Be Brief and Efficient
More to the point: be concise. You may be competing with a long list of new emails in any given inbox, and you want to make your message as convenient and effortless as possible. Effective email subject lines can’t overstay their welcome: they should be long enough to get a point across, and no longer.
Use a Call to Action
An effective subject line often pleads to the reader to take some kind of action, whether it’s to read something, sign up for something, attend something or buy something. Framing your subject in the form of a suggestion to the reader (“Act now!”) is a way to call upon the reader’s emotions, their initiative, or just their sense of curiosity.
Don’t overload your reader, though: keep it to a single call to action.

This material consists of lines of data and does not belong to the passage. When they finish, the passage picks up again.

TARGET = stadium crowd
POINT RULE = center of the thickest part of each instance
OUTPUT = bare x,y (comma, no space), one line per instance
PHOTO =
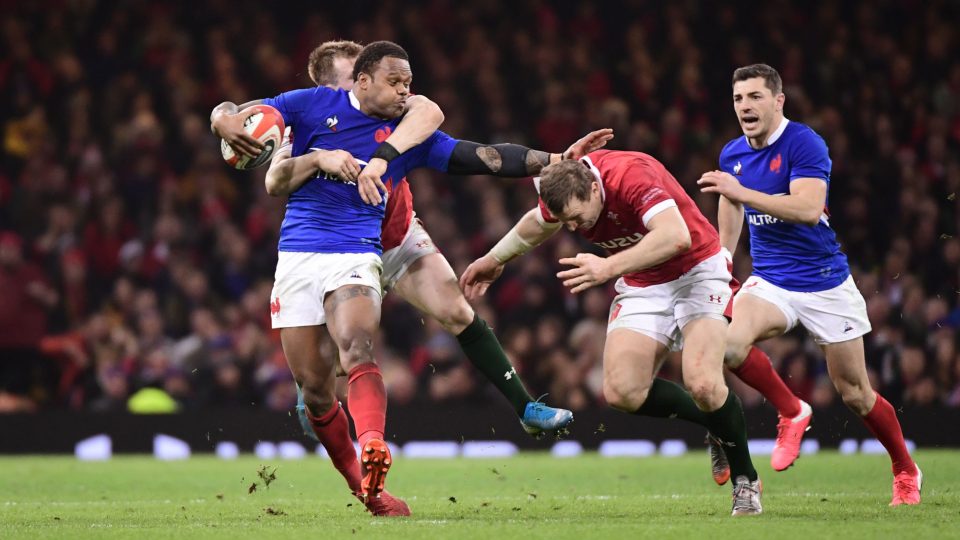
132,257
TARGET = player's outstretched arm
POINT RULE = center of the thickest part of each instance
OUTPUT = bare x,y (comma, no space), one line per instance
804,204
668,237
226,122
422,118
528,233
730,222
514,160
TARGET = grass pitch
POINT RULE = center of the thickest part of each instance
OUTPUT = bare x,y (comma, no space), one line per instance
529,496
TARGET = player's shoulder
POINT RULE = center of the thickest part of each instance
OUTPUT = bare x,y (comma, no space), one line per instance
800,136
605,160
315,93
734,146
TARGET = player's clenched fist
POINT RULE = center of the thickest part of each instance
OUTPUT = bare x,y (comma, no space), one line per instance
229,127
369,182
338,163
588,270
723,183
479,275
590,142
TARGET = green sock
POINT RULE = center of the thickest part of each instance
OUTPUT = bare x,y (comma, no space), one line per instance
484,351
728,425
669,400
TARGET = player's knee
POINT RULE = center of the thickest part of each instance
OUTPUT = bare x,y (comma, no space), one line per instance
736,352
707,392
356,347
456,317
624,395
855,398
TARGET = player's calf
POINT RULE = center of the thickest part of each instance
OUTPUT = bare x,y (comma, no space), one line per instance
708,392
375,461
624,394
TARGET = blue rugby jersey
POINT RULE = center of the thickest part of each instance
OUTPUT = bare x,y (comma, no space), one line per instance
327,215
793,256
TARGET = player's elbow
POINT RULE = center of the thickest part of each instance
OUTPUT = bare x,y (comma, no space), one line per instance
811,217
434,114
431,112
273,185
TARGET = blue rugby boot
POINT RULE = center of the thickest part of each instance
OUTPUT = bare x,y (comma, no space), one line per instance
539,417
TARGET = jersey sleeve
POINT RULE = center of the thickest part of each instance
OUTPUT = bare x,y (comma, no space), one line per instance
292,104
810,158
433,153
544,216
644,193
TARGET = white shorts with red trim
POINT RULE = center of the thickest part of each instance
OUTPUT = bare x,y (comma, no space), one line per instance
661,311
831,316
303,280
416,244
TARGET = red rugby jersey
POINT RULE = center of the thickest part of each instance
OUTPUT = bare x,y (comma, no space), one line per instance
635,187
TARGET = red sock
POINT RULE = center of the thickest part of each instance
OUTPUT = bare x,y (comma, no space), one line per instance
882,421
758,372
333,430
367,400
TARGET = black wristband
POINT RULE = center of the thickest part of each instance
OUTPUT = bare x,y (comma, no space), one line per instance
386,152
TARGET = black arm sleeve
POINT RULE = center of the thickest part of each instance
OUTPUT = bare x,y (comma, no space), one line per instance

Don’t spread the reader’s focus out too thinly: you’ve likely only got a few seconds to grab the reader’s attention, and giving them too much to think about in those few seconds isn’t good for keeping them interested.

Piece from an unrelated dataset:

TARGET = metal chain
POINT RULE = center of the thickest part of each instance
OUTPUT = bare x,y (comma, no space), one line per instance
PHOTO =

Asking a question is another way to make a call to action. The reader might not know the answer but believe that it’s useful, or the question might provoke a strong emotion in the reader — inspiration, outrage, or curiosity, to name a few. Either way, it calls on the reader to react, and that might be enough to get them invested in the content.
Convey Urgency
Giving the reader a sense of something that can or should be done now is a great way to get them interested in the contents. A limited-time offer, an event whose seats are rapidly running out, a piece of information that will be useful soon — all of these situations will motivate a curious reader to investigate the email as soon as possible to determine whether they should take advantage of what they’ve learned. If a member stands to gain by replying sooner rather than later, make it clear and they’ll likely take interest.
If there’s a specific deadline involved, or you’re down to a certain number of tickets left for an event, including those specifics in the subject line can be compelling information!
Using these principles will help improve the odds that your members don’t just read your subject lines but react to them. Getting them to read your emails is the first step in keeping them engaged, so always think carefully about your subject lines.